Question

A string under a tension of $ 129.6 $ N produces 10 beats/sec when it is vibrated along with a tuning fork. When the tension in the string is increased to 160N, it sounds in unison with the same tuning fork. Calculate the fundamental frequency of the tuning fork.
(A) 100Hz
(B) 50Hz
(C) 150Hz
(D) 200Hz

Answer 1

Hint: In a physics, tension is described as the pulling force transmitted axially by the means of a string, a cable, a chain, or similar one dimensional continuous object, or by each end of a rod.

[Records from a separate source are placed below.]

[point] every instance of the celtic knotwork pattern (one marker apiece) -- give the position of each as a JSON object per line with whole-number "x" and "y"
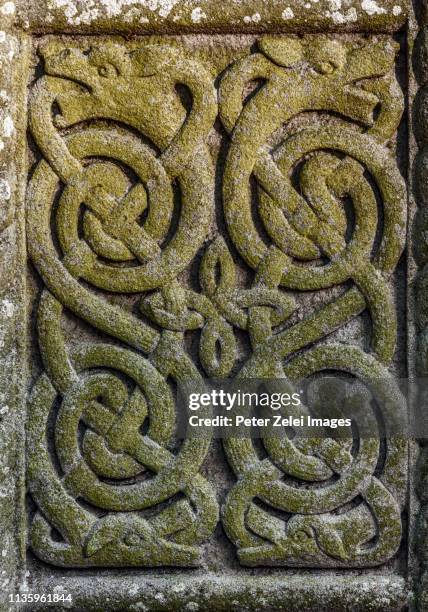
{"x": 302, "y": 179}
{"x": 107, "y": 189}
{"x": 122, "y": 202}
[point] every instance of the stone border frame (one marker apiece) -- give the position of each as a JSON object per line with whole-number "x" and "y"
{"x": 133, "y": 591}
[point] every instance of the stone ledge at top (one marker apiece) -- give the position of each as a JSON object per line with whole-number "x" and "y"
{"x": 187, "y": 16}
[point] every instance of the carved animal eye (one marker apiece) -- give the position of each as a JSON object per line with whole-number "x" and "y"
{"x": 108, "y": 71}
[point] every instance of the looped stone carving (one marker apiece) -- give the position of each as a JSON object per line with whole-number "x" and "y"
{"x": 117, "y": 156}
{"x": 342, "y": 515}
{"x": 113, "y": 447}
{"x": 148, "y": 78}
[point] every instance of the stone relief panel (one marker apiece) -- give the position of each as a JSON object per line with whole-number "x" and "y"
{"x": 229, "y": 212}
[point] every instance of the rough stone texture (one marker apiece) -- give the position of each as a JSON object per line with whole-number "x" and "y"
{"x": 167, "y": 273}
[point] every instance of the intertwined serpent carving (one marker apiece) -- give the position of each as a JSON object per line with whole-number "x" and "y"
{"x": 119, "y": 144}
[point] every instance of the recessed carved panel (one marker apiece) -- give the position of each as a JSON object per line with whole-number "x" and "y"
{"x": 227, "y": 211}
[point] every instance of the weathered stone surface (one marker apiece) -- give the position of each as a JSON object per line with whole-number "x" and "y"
{"x": 227, "y": 198}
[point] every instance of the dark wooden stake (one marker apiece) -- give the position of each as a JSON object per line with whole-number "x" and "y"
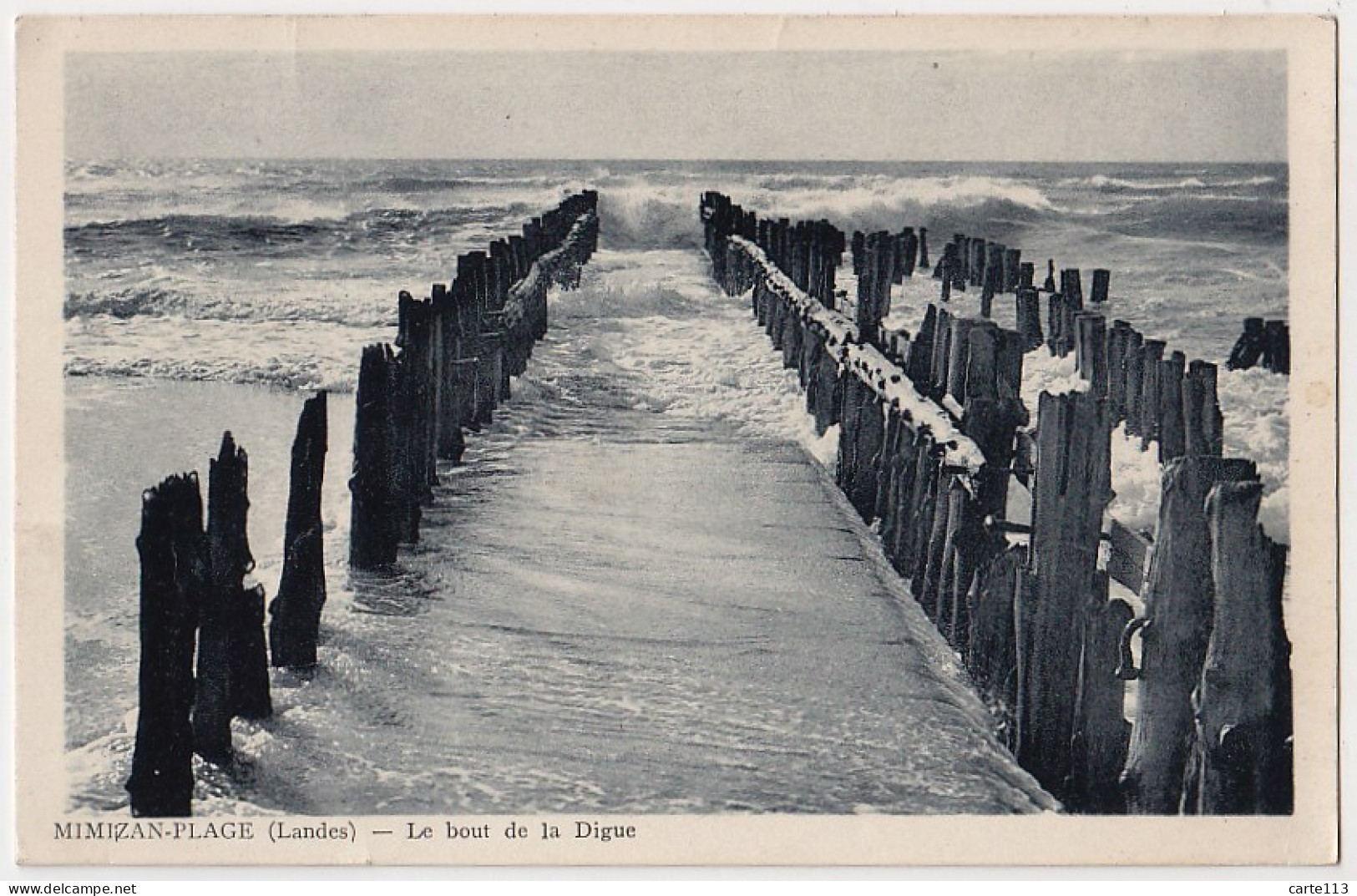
{"x": 301, "y": 591}
{"x": 174, "y": 581}
{"x": 1177, "y": 625}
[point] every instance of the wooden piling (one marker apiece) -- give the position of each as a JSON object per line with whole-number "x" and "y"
{"x": 301, "y": 591}
{"x": 1178, "y": 598}
{"x": 1133, "y": 362}
{"x": 174, "y": 579}
{"x": 372, "y": 533}
{"x": 1151, "y": 353}
{"x": 1091, "y": 351}
{"x": 1102, "y": 732}
{"x": 1102, "y": 281}
{"x": 1243, "y": 721}
{"x": 1072, "y": 489}
{"x": 1029, "y": 318}
{"x": 1172, "y": 432}
{"x": 228, "y": 544}
{"x": 228, "y": 561}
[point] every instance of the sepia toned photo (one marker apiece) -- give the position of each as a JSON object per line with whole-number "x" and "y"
{"x": 681, "y": 440}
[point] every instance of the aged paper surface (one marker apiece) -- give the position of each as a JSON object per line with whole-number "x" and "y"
{"x": 50, "y": 50}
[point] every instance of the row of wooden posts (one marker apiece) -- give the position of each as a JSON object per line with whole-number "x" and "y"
{"x": 456, "y": 353}
{"x": 927, "y": 444}
{"x": 204, "y": 657}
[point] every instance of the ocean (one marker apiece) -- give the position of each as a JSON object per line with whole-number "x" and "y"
{"x": 210, "y": 295}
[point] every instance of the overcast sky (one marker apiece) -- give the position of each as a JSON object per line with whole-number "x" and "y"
{"x": 894, "y": 106}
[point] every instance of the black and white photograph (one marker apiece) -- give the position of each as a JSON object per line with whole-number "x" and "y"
{"x": 516, "y": 449}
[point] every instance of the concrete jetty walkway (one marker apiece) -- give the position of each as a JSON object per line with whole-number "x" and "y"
{"x": 625, "y": 603}
{"x": 640, "y": 594}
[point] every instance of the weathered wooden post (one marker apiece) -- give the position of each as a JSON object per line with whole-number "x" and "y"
{"x": 1029, "y": 318}
{"x": 174, "y": 580}
{"x": 1091, "y": 351}
{"x": 1203, "y": 421}
{"x": 1102, "y": 732}
{"x": 1117, "y": 340}
{"x": 1135, "y": 364}
{"x": 1178, "y": 596}
{"x": 1013, "y": 271}
{"x": 230, "y": 544}
{"x": 992, "y": 653}
{"x": 1151, "y": 353}
{"x": 1248, "y": 348}
{"x": 228, "y": 561}
{"x": 451, "y": 443}
{"x": 1072, "y": 290}
{"x": 1277, "y": 347}
{"x": 1072, "y": 489}
{"x": 1243, "y": 703}
{"x": 372, "y": 533}
{"x": 1056, "y": 325}
{"x": 1102, "y": 280}
{"x": 1172, "y": 432}
{"x": 301, "y": 591}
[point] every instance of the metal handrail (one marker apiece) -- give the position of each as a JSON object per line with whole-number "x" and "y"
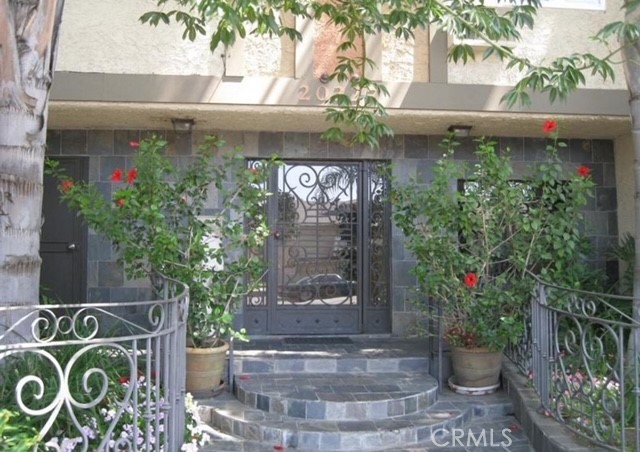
{"x": 580, "y": 355}
{"x": 111, "y": 373}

Tension could be opposite of compression. When the tension is increased to 160N, there is a resonance in frequency of the vibrating string and the tuning fork.
Resonance occurs when a system is able to store and easily transfer energy between different storage modes, such as kinetic energy or potential energy as you would find with a simple pendulum.
The frequency of the string is given by:
 $\Rightarrow v=\dfrac{1}{2l}\sqrt{\dfrac{T}{m}} $
Where m is the mass of the string,
l is the length of the string,
T is the tension on the string applied.

Complete step by step solution
Let $ {{v}_{0}} $ be the resonant frequency of the vibrating string and the tuning fork.
In first condition;
No. of beats; b= 10 beats/sec
 $ \begin{align}
 &\Rightarrow {{v}_{1}}=\dfrac{1}{2l}\sqrt{\dfrac{{{T}_{1}}}{m}} \\
 &\Rightarrow {{v}_{0}}-10=\dfrac{1}{2l}\sqrt{\dfrac{{{T}_{1}}}{m}}\text{ }...................\text{ (1)} \\
\end{align} $
In second condition;
As there are no beats so there is only resonant frequency. So,
 $\Rightarrow {{v}_{0}}=\dfrac{1}{2l}\sqrt{\dfrac{{{T}_{2}}}{m}}\text{ }.........................\text{ (2)} $
Dividing equation (1) by equation (2)
 $\Rightarrow \dfrac{{{v}_{0}}-10}{{{v}_{0}}}=\dfrac{\dfrac{1}{2l}\sqrt{\dfrac{{{T}_{1}}}{m}}\text{ }}{\dfrac{1}{2l}\sqrt{\dfrac{{{T}_{2}}}{m}}} $
 $\Rightarrow \dfrac{{{v}_{0}}-10}{{{v}_{0}}}=\sqrt{\dfrac{{{T}_{1}}}{{{T}_{2}}}} $
 $\Rightarrow \dfrac{{{v}_{0}}-10}{{{v}_{0}}}=\sqrt{\dfrac{129.6}{160}} $
 $\Rightarrow \dfrac{{{v}_{0}}-10}{{{v}_{0}}}=\sqrt{\dfrac{81}{100}} $
 $\Rightarrow \dfrac{{{v}_{0}}-10}{{{v}_{0}}}=\dfrac{9}{10} $
 $\Rightarrow 10\left( {{v}_{0}}-10 \right)=9{{v}_{0}} $
 $\Rightarrow 10{{v}_{0}}-100=9{{v}_{0}} $
 $\Rightarrow 10{{v}_{0}}-9{{v}_{0}}=100 $
 $\Rightarrow {{v}_{0}}=100Hz $
Therefore, the fundamental frequency is 100Hz i.e. option (A).

Note
The value of this fundamental equation can also be found by forming the quadratic equation and solving it for the value of $ {{v}_{0}} $ . The fundamental frequency provides the sound with its strongest audible pitch reference - it is the predominant frequency in any complex waveform. Remember that there are four properties of string that affect its frequency are length, diameter, tension, and density. Tuning forks are available in a wide range of frequencies (64 Hz to 4096 Hz);128 Hz is commonly used for screening. We can increase the frequency of the tuning fork. The pitch that a particular tuning fork generates depends on the length of the prongs. Shorter prongs produce higher pitch(frequency) sound than longer prongs. This tuning fork is also used in the laboratory.